Freshly isolated luminous bacteria Vibrio campbellii was subjected to a simple starvation-survival procedure by transferring 200|il of overnight grown culture in marine broth into 2ml Eppendorf tube containing 980|il of sterile sea water. Viability assay was determined by spread plate method by determination of colony forming units (CFU) in the initial inoculum and viable cells after 4 years starvation process.
It was apparent that the initial inoculum has high CFU value of 4.2x103mL-1 and by fourth year the culture CFU value was 3.8x103mL-1, indicating that these bacteria have not greatly decreased. The colony morphology also remained same as initial inoculum. This practice is insuring the longevity and maintenance of luminous bacterial culture characteristics for longer period. It was inferred that the prolonged starvation induces formation of stress-resistant ultra microcells by vibrios and there by induces release of stress proteins by set of core genes to survive stress conditions . However, we have not addressed such genetical features in this study and clearly V. campbellii could able to survive up to four years without any morphological changes at room temperature, and probably would survive for longer period.

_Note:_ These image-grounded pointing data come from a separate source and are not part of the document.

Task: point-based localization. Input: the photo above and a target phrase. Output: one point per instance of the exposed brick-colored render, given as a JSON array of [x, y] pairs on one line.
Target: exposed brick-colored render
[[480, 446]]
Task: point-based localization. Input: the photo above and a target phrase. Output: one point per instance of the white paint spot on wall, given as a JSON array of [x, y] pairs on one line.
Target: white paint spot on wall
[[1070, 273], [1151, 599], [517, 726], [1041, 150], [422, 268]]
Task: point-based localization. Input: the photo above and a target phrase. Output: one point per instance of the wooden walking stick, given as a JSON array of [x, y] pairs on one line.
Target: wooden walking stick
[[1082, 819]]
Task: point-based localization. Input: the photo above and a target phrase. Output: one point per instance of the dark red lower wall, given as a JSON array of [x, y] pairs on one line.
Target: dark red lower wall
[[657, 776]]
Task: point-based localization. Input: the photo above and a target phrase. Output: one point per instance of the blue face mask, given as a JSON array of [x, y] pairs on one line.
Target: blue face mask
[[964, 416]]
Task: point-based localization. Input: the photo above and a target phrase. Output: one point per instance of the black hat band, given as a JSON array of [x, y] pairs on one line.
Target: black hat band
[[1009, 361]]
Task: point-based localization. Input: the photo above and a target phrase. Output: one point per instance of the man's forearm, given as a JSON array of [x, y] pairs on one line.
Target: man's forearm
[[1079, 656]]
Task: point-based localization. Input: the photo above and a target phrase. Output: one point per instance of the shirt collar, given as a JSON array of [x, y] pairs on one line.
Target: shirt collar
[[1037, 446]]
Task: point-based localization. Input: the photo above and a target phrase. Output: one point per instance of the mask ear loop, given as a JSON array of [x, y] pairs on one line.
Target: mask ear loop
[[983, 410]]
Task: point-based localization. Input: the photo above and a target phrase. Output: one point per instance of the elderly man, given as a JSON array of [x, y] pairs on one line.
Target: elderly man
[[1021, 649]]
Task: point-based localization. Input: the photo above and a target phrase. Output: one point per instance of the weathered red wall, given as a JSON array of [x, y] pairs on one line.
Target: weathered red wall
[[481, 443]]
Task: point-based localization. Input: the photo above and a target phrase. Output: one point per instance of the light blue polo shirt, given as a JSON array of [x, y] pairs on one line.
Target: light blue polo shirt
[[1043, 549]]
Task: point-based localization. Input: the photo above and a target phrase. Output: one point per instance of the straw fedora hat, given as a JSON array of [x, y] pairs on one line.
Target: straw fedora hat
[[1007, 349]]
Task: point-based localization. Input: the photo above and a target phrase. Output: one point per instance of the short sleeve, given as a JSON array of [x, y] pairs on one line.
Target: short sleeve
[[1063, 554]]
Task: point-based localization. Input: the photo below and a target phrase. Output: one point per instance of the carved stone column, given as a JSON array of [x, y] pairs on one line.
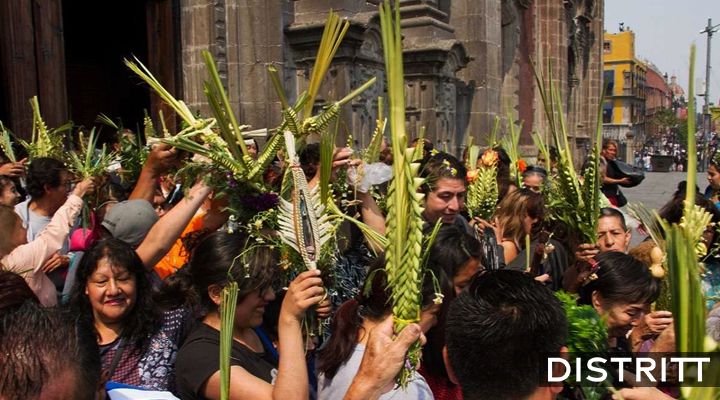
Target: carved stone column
[[432, 57], [358, 59], [477, 26]]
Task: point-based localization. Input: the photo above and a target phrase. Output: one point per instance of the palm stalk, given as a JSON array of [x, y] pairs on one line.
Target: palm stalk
[[45, 142], [372, 153], [419, 144], [543, 148], [577, 209], [230, 130], [687, 301], [510, 144], [227, 323], [404, 220], [333, 33], [90, 164], [6, 144]]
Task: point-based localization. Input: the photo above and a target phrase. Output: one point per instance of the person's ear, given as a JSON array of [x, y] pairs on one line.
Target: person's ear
[[215, 294], [451, 372], [597, 302], [557, 387]]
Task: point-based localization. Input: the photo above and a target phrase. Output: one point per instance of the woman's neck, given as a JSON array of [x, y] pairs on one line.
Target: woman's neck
[[107, 332], [42, 206], [246, 336], [366, 327]]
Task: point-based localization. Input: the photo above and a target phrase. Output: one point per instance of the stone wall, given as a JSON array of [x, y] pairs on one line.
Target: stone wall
[[466, 61]]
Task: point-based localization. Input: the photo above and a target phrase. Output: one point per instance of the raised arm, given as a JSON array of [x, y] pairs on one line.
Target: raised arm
[[166, 231], [161, 158]]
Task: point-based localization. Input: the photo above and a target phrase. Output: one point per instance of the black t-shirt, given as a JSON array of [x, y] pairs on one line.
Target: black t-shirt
[[199, 358]]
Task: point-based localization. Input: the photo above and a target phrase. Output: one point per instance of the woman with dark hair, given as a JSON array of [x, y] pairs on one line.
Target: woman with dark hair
[[31, 258], [112, 295], [712, 192], [339, 360], [621, 289], [255, 373], [14, 292], [9, 195], [458, 256]]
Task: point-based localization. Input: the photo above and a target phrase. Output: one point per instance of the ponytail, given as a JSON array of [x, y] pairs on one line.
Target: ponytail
[[345, 327]]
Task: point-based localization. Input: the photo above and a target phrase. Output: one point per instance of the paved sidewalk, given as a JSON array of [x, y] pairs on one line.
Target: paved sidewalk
[[656, 190]]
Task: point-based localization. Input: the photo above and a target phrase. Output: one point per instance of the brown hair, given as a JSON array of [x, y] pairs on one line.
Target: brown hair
[[514, 207], [8, 223]]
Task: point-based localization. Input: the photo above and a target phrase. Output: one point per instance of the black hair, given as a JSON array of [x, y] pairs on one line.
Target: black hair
[[216, 257], [43, 171], [40, 345], [610, 212], [440, 165], [310, 159], [144, 319], [373, 303], [672, 211], [621, 278], [452, 249], [498, 332], [535, 170]]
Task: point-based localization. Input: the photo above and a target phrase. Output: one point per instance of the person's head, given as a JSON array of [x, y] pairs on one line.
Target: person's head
[[609, 150], [112, 287], [714, 172], [534, 178], [457, 254], [45, 356], [130, 220], [373, 304], [252, 266], [613, 233], [310, 160], [428, 146], [253, 148], [444, 187], [48, 178], [517, 213], [15, 233], [621, 289], [9, 195], [498, 331]]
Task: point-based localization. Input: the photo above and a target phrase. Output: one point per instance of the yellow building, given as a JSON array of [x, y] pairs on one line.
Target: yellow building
[[624, 82]]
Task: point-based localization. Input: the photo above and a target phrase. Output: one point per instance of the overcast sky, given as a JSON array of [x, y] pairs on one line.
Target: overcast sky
[[664, 31]]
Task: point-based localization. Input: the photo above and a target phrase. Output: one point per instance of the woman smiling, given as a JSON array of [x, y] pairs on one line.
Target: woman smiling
[[113, 296]]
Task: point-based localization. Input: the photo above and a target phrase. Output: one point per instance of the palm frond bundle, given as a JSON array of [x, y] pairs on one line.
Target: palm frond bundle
[[482, 191], [372, 153], [6, 144], [45, 142], [683, 252], [89, 163], [576, 205], [510, 143], [404, 220], [303, 222]]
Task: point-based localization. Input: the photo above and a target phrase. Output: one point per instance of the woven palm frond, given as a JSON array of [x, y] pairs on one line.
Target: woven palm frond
[[404, 202], [303, 225], [6, 144]]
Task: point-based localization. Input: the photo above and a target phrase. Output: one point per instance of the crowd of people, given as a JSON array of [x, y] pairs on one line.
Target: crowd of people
[[133, 298]]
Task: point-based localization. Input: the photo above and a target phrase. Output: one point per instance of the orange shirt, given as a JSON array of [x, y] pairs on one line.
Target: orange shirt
[[178, 255]]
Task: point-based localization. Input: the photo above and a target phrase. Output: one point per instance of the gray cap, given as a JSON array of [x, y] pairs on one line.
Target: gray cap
[[130, 220]]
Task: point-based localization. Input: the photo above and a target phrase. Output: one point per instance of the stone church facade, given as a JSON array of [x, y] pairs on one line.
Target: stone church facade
[[466, 61]]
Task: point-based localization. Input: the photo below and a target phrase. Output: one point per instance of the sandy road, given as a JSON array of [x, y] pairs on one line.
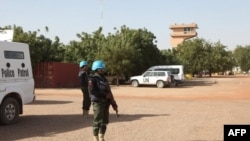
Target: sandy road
[[191, 112]]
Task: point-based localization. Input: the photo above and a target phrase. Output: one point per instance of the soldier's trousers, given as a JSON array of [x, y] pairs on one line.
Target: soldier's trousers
[[86, 99], [101, 117]]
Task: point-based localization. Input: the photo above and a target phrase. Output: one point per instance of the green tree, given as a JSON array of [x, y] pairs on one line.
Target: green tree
[[242, 57]]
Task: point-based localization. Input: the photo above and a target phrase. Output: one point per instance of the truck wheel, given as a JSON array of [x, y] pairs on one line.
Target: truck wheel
[[135, 83], [160, 84], [9, 111]]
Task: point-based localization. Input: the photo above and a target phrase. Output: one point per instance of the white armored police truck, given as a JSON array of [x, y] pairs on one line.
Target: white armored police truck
[[16, 80]]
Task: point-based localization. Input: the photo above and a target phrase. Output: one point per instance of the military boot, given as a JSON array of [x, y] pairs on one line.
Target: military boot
[[101, 137], [85, 113]]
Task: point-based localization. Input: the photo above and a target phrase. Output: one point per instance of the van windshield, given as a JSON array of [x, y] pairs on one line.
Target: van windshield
[[172, 70]]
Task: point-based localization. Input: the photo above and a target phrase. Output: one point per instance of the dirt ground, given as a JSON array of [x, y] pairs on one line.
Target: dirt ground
[[194, 111]]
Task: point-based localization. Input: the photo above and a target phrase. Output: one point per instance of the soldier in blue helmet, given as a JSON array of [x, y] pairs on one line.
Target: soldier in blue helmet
[[101, 97], [83, 75]]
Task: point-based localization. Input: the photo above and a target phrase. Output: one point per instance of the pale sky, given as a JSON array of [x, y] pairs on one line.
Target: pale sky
[[227, 21]]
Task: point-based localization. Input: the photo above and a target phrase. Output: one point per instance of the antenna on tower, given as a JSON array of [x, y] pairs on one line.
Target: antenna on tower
[[101, 11]]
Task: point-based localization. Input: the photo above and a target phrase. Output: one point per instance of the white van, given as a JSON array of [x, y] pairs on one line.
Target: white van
[[16, 80], [158, 78], [176, 70]]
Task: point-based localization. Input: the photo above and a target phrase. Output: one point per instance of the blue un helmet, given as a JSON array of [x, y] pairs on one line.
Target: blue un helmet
[[83, 63], [98, 64]]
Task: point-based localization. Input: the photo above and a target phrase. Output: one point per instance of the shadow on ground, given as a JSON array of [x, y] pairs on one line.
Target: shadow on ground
[[50, 125]]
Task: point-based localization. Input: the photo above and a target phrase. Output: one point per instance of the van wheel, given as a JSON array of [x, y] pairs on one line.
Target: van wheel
[[135, 83], [160, 84], [9, 111]]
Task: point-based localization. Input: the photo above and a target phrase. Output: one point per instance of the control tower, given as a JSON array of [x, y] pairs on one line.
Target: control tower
[[182, 32]]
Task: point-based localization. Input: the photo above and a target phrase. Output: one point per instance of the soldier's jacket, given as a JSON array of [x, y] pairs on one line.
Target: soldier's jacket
[[98, 88]]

It was inferred that the longevity time of survival of bacterial species depends on the species and nutrients available in the given medium. Recently, luminous Photobacterium phosphoreum and Ph. splendidum isolated by Martinus W. Beijerinck and stored in 15ml glass ampoules during 1924 and 1925 were revived after 80 years . These strains were stored in nutrient rich broth medium that containing fish extract water prepared by boiling fish in natural, clean seawater, and adding 10% w/v chalk . In contrast to these strains, it is not apparent how the luminous STF1 survived in sea water, since this luminous bacterium is negative to spore forming and also negative to accumulate intracellular carbon source i.e. polyhydroxybutyrate. The only probability is involvement of other cell constituents to avoiding the starvation by reduced metabolic rate.
The bacterial culture Vibrio campbellii strain STF1 in 2ml Eppendorf tube is still stored in an amber coloured bottle at room temperature for future monitoring and further author is focusing on whole genome sequence analysis of this strain. We also infer that storage of luminous bacteria in liquid sterile seawater with addition of nutrients would keep bacteria alive for longer period as seen in this study.